Kathleen Baskin was a 55-year-old empty nester when she left her job last summer as director of water policy for the state of Massachusetts to enroll in a one-year master’s program for midcareer professionals at the John F. Kennedy School of Government at Harvard.

“I knew my job too well — I wasn’t learning anything new,” said Ms. Baskin, who was trained as a civil engineer. “I could have kicked back and cruised 10 or 15 years to retirement, but that didn’t sound fun to me.”

Her classes at the Kennedy School, in areas like finance, international negotiation and diplomacy, were “mind-benders,” she said. And studying with students in their mid-to-late 30s was enlightening. “In addition to learning how to be a student again,” Ms. Baskin said, “I have had to keep up with technology, and make sure that I don’t climb the stairs too slowly.” She graduated in May and is looking for a leadership role at a nonprofit organization that works on environmental or climate change issues.

The Harvard program represented a considerable investment: Ms. Baskin paid $50,000 in tuition, and left a position where she had earned $100,000 annually. She converted unused vacation time into pay that covered about a quarter of her expenses for the year, and funded the rest from savings and a loan and by reducing expenses.

For Kathy Thomas, who is 63 and lives in suburban Philadelphia, paid or subsidized jobs have kept down the cost of gap experiences. She has had a succession of them — also arranged through Ms. Bull’s firm — since retiring two years ago from Bank of America, where she was a senior vice president overseeing commercial banking in Pennsylvania and Delaware.

“You’ll always pay for your airfare — that is the biggest cost,” Ms. Thomas said.

So far, she has worked two weeks at an elephant sanctuary in Thailand (run by the nonprofit Save Elephant Foundation), volunteered for six weeks at a home for abused and neglected girls in South Africa, attended a weeklong writing retreat in North Carolina, and tended the fields for two weeks at an organic farm in Scotland.

The elephant sanctuary provided room and board for $335 a week. “It was very basic accommodation with running water and flushing toilets,” Ms.
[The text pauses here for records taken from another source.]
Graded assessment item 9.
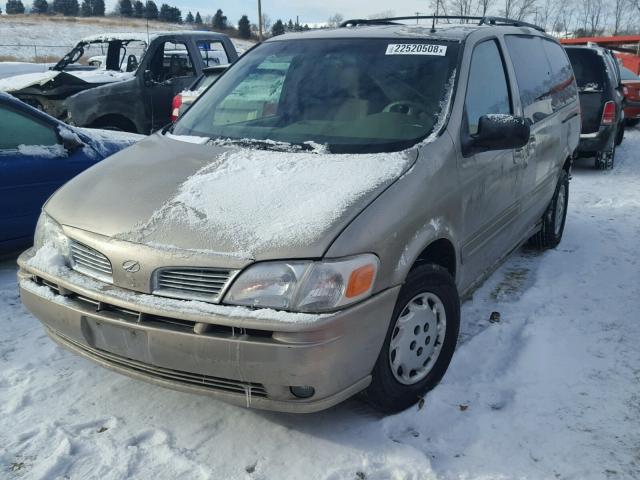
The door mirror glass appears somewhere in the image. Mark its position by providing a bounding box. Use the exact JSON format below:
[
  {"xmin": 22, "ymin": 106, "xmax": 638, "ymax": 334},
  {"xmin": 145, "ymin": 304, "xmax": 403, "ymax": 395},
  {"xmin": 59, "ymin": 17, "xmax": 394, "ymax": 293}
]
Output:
[
  {"xmin": 142, "ymin": 70, "xmax": 156, "ymax": 88},
  {"xmin": 471, "ymin": 114, "xmax": 530, "ymax": 152}
]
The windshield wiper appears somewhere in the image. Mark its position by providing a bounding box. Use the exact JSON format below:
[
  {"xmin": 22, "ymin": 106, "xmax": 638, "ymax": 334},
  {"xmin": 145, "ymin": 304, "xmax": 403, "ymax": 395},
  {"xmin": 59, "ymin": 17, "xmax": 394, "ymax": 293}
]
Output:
[{"xmin": 207, "ymin": 137, "xmax": 315, "ymax": 152}]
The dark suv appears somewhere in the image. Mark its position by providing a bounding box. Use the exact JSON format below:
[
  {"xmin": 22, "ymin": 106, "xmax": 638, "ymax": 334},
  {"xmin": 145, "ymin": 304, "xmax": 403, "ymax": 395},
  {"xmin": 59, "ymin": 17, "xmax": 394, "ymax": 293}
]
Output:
[{"xmin": 565, "ymin": 44, "xmax": 624, "ymax": 170}]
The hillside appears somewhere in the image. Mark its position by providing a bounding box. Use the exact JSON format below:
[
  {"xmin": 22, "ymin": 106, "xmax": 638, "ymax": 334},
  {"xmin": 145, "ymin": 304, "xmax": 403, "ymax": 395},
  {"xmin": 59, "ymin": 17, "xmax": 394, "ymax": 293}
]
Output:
[{"xmin": 0, "ymin": 15, "xmax": 253, "ymax": 62}]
Thomas said. “There was no heat or air-conditioning, but they served three really wonderful vegetarian meals a day.” And the organic farm in Scotland provided room and board in a castle.
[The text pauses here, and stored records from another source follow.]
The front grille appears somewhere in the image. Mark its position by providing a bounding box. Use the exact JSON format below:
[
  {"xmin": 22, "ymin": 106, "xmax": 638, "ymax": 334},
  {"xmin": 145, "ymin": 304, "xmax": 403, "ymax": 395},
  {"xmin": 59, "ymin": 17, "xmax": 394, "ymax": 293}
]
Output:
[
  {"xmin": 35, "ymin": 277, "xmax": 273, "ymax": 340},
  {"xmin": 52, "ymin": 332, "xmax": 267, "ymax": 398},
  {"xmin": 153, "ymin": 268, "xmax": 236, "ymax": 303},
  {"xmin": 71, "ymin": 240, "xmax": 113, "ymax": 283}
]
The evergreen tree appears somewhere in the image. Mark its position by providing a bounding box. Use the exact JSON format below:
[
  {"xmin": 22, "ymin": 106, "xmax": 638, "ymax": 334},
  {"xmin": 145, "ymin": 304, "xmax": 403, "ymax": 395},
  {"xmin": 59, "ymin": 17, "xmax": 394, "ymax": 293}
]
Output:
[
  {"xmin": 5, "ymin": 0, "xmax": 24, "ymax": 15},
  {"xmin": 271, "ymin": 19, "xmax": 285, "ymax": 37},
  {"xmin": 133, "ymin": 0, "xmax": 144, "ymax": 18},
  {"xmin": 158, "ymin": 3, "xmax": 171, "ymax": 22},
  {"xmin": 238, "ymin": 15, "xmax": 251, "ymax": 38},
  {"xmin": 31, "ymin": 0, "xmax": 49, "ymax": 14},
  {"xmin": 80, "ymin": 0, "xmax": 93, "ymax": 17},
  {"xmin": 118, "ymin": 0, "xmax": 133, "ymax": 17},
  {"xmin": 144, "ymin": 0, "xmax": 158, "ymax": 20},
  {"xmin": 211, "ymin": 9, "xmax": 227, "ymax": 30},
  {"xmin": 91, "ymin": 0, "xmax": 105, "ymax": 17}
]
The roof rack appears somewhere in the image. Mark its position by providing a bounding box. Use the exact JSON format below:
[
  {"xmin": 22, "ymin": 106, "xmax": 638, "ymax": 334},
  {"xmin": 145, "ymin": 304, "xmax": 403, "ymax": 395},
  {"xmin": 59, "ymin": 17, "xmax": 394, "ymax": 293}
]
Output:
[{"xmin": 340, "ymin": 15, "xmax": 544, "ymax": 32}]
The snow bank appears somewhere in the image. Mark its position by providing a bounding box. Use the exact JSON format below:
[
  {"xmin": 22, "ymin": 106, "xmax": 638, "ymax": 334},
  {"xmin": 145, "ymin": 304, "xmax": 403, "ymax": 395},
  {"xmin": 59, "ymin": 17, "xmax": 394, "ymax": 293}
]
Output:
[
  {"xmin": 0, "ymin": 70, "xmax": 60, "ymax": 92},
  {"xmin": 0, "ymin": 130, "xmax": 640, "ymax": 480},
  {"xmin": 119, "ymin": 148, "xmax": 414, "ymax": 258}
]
Ms. Thomas had not been eager to retire, but she also worried about early mortality because no one in her mother’s family had lived past 69. “I had so much I wanted to see and do, and I knew I couldn’t wait another moment to retire and get to it,” she said.

One day at work, a light bulb went on. “A colleague was telling me about his son’s preparation for a gap year before starting college,” Ms. Thomas said. “I thought, ‘Why couldn’t I do that for my retirement?’”

She spent about six months planning her gap experiences, and then gave three months’ notice of her intent to retire. Today, Ms. Thomas is still exploring and is not sure when the process will stop.

“As long as I can continue learning and growing,” she said, “I’ll keep going.”